Elena terkejut oleh air yang tiba-tiba tersiram begitu saja.

「Tak apa, airnya hanya menyiram apa saja.」
「Ah, airnya diam lagi.」
「Iya kan.」
「Itu benar-benar mengejutkanku.」

Berhasil selamat dari masalah terhebat di hari ini, aku menuntun Elena ke tempat cuci tangan.

「Cuci tangan-mu disini.」

Aku memutar kerannya dan air menyembur kelar, lagi-lagi Elena terkejut.
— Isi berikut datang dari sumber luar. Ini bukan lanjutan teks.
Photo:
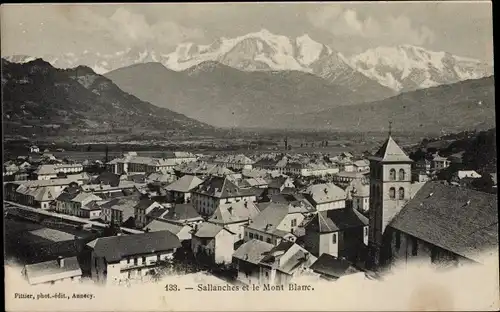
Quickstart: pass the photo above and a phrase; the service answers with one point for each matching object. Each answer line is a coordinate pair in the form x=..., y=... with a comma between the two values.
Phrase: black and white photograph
x=279, y=156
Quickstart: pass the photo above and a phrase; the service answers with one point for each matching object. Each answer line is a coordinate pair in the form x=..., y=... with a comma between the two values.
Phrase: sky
x=462, y=28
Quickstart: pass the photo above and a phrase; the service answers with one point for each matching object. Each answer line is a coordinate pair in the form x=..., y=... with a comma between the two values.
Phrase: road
x=65, y=217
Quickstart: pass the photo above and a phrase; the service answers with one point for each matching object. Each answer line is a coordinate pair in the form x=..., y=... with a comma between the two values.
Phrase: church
x=428, y=221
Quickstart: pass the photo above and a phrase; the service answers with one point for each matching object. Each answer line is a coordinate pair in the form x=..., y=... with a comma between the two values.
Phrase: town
x=265, y=218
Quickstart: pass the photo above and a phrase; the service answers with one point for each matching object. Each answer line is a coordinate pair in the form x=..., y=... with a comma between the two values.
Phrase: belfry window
x=392, y=193
x=392, y=174
x=401, y=193
x=402, y=175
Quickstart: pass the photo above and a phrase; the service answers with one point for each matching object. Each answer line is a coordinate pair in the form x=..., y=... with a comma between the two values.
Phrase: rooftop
x=115, y=248
x=460, y=220
x=48, y=269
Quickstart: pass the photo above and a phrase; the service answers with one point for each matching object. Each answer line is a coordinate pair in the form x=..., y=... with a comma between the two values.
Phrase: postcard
x=258, y=156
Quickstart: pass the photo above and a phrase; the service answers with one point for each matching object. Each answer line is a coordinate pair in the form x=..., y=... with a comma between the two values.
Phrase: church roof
x=390, y=151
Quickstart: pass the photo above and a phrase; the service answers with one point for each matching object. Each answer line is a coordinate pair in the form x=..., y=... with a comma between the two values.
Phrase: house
x=294, y=199
x=81, y=200
x=439, y=162
x=345, y=165
x=116, y=259
x=38, y=197
x=53, y=272
x=325, y=196
x=275, y=223
x=461, y=174
x=141, y=209
x=212, y=243
x=278, y=184
x=161, y=179
x=234, y=216
x=10, y=169
x=181, y=214
x=180, y=190
x=443, y=223
x=338, y=232
x=254, y=182
x=91, y=210
x=46, y=172
x=183, y=232
x=344, y=178
x=360, y=196
x=119, y=210
x=237, y=162
x=258, y=262
x=132, y=163
x=332, y=268
x=420, y=176
x=423, y=165
x=214, y=191
x=493, y=176
x=361, y=165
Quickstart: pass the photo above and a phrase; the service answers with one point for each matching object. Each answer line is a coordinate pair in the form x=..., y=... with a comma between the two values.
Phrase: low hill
x=40, y=100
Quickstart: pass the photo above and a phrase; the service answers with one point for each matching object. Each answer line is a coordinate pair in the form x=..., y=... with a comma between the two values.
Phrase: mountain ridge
x=385, y=71
x=35, y=94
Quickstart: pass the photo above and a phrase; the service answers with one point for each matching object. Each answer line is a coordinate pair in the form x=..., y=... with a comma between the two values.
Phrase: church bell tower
x=390, y=185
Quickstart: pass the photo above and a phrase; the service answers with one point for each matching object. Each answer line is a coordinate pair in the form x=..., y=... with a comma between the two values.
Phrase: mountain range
x=465, y=105
x=37, y=95
x=223, y=96
x=381, y=72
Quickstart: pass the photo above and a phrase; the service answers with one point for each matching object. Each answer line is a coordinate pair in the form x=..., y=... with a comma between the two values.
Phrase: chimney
x=60, y=260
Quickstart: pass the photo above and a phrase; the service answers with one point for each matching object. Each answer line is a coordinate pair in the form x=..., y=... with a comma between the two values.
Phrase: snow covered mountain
x=406, y=67
x=381, y=72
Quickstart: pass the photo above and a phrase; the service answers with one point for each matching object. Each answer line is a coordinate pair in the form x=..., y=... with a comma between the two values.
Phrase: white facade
x=132, y=267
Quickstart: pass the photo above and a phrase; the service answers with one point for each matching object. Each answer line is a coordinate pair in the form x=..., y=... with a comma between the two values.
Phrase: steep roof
x=391, y=151
x=253, y=251
x=336, y=220
x=222, y=188
x=209, y=230
x=156, y=226
x=70, y=268
x=325, y=193
x=234, y=212
x=184, y=184
x=332, y=266
x=457, y=219
x=114, y=248
x=270, y=218
x=181, y=212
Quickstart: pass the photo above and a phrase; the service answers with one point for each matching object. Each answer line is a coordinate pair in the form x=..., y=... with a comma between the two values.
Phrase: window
x=402, y=175
x=392, y=174
x=392, y=193
x=414, y=247
x=401, y=193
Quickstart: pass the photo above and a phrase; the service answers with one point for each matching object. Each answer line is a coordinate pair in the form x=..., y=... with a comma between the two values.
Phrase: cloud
x=129, y=29
x=391, y=30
「Kenapa kau tak mencoba menggunakan 【Sabun Tangan】 saat mencuci tangan?」
「【Sabun Tangan】?」

Aku menggerakkan tangan Elena ke bawah pompa dari tempat 【Sabun Tangan】 dan memencet pompannya. (TLN: Bingung mau Tl apa, mungkin readers bisa bantu?)

「Kyaa! Sesuatu yang putih muncrat keluar.」

Kenapa kau harus ngomong seperti itu sih! Astaga.

「Jika kau menggosokan tanganmu, maka akan berbusa dan membersihkan tanganmu.」
「Oke, aku akan coba.」

*SFX : Gosok Gosok :v

「Ini luar biasa! Berbusa!」

Mata Elena bersinar-sinar seperti anak kecil yang senang.

「Hei, kau tidak bisa memainkannya selamanya jadi cepatlah di bilas.」
「I-iya.」

Sesudah Elena menyiram busanya, Aku memberinya handuk.

「Ini, seka-lah tanganmu.」
「Terima kasih banyak. Kain ini lembut dan halus」

Elena yang sudah selesai membersihkan tangannya, tanpa sadar menatap tangannya sendiri.

「Tanganku sangat lembut. Ini sangat luar biasa!」

Jika dia sesenang ini sesudah membersihkan tangannya, aku sedikit khawatir kedepannya akan seperti apa. Bersamaan dengan yang aku pikirkan, aku merasakan perasaan
hangat dan lembut di hatiku untuk beberapa alasan.